An article from Financial Times also addressed this issue, and according to the editor, “net neutrality no longer works.”  FT applauded the FCC’s decision, expressing that “if customers are willing to pay more for a premium service, as they do with mobile phone contracts or business class travel, then they ought to have the right to do so.”

Business class travel is hardly a good analogy, as people already pay for faster internet subscriptions. Rather, one could take the road analogy one step further. There are a lot of rules which already dictate traffic in order to make it more effective: bike lanes, bus lanes, toll discounts for car pools, the obligation to give way to trams and so on.

What if internet traffic that serves the public interest could be given right of way? Setting aside the difficulty of defining the public interest for a moment, one could think of at least access to public documents and services to begin with. Services that eat up a disproportionate amount of all bandwidth (read: Netflix and YouTube), on the other hand, could then be “taxed” for their  excessive bandwidth use, a fee which would be earmarked for investment in new broadband infrastructure. Now, this might not be what the FCC (or FT) had in mind, but it is a conceivable alternative to net neutrality as we think of it today. Doesn’t positive net discrimination have a nice ring to it?

This would also prevent ISPs from using broadband infrastructure investment as their hobbyhorse excuse.
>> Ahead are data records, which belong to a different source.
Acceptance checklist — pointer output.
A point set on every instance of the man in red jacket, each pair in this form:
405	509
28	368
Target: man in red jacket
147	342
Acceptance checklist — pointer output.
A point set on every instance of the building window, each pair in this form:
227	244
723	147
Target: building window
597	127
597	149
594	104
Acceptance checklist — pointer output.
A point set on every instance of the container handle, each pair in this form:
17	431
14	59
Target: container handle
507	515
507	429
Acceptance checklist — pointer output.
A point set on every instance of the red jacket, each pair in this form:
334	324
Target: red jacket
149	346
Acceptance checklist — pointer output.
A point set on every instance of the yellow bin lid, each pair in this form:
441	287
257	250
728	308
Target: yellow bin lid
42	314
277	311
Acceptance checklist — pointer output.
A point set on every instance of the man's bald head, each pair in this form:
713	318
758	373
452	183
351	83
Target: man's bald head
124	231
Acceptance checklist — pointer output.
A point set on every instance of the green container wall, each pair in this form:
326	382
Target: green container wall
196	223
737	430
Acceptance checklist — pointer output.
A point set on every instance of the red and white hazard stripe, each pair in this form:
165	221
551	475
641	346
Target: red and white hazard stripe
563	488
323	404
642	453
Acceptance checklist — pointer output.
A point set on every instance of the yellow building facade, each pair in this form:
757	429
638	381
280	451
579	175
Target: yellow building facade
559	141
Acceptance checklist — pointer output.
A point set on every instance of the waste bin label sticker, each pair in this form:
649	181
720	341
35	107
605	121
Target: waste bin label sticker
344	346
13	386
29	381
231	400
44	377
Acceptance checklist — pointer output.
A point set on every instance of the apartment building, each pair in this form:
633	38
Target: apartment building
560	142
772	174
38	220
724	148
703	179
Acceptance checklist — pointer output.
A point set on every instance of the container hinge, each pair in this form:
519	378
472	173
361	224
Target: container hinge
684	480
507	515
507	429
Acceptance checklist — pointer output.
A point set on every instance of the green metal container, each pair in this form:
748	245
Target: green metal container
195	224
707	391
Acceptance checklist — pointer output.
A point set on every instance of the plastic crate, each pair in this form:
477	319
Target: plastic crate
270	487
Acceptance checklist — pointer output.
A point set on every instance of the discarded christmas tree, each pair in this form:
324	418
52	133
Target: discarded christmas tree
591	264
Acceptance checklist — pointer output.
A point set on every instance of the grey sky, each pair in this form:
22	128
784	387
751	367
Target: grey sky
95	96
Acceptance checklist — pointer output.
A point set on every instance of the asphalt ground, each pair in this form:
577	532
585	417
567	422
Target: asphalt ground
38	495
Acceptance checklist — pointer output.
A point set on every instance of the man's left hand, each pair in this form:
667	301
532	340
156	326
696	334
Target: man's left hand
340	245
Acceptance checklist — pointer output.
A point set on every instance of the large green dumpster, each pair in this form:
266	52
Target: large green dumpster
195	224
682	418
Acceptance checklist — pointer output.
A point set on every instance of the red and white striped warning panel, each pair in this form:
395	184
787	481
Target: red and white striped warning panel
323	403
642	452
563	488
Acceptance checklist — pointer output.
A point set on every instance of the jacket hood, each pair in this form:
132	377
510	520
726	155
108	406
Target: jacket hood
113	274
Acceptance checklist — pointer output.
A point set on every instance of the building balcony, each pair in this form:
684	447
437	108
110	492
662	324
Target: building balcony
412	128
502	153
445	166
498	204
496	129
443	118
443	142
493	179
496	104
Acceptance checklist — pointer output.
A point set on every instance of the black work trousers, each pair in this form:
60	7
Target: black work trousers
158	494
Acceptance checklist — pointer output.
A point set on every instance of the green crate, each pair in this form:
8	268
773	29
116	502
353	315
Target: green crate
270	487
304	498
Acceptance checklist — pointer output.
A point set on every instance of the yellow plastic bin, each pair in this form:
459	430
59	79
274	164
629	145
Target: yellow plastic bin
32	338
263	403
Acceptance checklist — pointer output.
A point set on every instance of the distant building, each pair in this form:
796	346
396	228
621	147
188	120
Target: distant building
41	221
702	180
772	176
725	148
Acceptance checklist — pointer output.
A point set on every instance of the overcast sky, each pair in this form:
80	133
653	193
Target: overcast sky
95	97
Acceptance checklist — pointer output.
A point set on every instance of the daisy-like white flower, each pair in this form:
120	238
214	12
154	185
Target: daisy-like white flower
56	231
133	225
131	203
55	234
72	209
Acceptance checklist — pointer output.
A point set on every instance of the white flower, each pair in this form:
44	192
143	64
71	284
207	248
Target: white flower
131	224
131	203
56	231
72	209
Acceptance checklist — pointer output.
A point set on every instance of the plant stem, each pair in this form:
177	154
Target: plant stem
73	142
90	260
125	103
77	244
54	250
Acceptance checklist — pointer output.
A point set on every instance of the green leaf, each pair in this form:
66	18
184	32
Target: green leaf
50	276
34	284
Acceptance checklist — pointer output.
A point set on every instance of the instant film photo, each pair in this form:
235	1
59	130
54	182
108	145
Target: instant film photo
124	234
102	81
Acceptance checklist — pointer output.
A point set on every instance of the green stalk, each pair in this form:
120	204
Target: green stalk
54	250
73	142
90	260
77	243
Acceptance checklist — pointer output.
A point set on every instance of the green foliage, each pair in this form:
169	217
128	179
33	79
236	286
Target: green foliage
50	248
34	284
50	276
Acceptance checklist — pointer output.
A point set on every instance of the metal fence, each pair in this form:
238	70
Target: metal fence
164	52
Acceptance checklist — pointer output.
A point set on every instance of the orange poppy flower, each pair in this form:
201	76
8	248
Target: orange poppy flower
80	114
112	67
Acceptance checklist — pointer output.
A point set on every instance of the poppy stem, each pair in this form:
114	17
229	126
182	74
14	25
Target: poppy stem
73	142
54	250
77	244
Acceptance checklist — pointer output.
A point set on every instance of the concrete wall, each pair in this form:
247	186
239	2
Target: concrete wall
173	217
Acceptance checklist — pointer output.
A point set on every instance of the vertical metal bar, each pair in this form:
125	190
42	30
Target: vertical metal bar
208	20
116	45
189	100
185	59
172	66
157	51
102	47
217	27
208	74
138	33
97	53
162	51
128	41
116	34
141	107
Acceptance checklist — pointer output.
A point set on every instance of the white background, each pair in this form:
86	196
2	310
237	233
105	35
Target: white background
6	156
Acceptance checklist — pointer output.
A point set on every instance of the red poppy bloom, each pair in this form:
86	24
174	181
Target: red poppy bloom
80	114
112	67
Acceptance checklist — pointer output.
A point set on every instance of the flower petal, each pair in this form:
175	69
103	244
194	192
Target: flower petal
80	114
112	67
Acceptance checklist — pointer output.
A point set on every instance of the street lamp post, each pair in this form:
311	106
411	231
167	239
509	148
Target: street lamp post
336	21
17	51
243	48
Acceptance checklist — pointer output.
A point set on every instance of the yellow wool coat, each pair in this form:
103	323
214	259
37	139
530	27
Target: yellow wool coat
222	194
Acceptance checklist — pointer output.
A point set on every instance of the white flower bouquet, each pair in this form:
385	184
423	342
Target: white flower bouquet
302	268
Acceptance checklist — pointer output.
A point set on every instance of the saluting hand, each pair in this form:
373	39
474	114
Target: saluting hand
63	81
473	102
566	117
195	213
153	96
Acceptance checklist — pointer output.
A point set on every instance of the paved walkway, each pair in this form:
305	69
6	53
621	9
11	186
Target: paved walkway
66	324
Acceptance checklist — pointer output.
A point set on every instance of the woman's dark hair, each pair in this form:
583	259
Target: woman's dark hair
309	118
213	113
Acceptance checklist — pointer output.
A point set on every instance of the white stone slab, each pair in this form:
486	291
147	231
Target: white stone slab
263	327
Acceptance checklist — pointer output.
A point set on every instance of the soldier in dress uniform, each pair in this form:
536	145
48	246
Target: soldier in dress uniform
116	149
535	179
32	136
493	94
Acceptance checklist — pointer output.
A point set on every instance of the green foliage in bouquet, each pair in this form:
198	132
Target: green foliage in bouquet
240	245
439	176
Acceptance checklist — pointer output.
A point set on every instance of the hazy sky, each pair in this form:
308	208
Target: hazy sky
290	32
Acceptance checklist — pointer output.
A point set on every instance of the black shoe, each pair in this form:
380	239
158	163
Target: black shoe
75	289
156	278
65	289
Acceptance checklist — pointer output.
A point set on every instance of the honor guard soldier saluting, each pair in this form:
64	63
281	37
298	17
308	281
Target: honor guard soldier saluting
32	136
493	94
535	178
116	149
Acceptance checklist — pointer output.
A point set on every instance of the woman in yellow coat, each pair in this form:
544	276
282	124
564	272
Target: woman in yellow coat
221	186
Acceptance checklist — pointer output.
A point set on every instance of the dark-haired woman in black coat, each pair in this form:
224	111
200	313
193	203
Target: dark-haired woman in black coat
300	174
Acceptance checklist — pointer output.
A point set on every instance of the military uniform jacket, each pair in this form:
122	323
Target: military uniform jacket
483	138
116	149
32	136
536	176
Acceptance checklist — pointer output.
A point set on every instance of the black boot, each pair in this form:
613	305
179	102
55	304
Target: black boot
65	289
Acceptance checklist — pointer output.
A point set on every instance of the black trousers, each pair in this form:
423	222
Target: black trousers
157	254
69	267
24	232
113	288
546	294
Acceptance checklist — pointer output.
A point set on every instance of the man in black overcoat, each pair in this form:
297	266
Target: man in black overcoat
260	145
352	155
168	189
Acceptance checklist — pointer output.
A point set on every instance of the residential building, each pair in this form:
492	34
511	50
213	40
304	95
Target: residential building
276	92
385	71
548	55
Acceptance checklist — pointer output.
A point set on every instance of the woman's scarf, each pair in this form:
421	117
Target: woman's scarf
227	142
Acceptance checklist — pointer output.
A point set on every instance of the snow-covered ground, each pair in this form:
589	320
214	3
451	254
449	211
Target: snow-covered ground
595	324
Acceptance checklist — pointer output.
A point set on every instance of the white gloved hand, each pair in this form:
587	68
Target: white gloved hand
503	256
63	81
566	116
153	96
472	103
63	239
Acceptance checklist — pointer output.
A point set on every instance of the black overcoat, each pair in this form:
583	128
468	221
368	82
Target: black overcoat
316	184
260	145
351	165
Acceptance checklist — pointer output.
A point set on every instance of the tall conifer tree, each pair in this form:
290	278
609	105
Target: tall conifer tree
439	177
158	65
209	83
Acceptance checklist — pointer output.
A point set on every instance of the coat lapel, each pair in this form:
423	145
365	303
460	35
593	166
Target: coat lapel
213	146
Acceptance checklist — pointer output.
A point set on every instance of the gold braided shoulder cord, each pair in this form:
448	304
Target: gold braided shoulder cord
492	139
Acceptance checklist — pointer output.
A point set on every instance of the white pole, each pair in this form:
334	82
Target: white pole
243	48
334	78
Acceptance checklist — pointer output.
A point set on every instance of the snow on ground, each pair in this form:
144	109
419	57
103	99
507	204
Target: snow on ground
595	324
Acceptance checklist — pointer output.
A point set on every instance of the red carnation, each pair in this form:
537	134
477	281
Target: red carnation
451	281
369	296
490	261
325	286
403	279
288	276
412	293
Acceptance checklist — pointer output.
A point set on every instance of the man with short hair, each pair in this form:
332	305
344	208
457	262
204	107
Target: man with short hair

Whenever proposals might make business more difficult (or less profitable) for ISPs, they always state that new regulation will slow down investment on broadband infrastructure (see here, here and here). The arguments are, of course,  just corporate BS, since in Europe broadband infrastructure has been highly dependent on tax money (roads anyone?). By combining so-called “premium access fees” with broadband investment, the ICT giants could help maintain the infrastructure they make their billions from.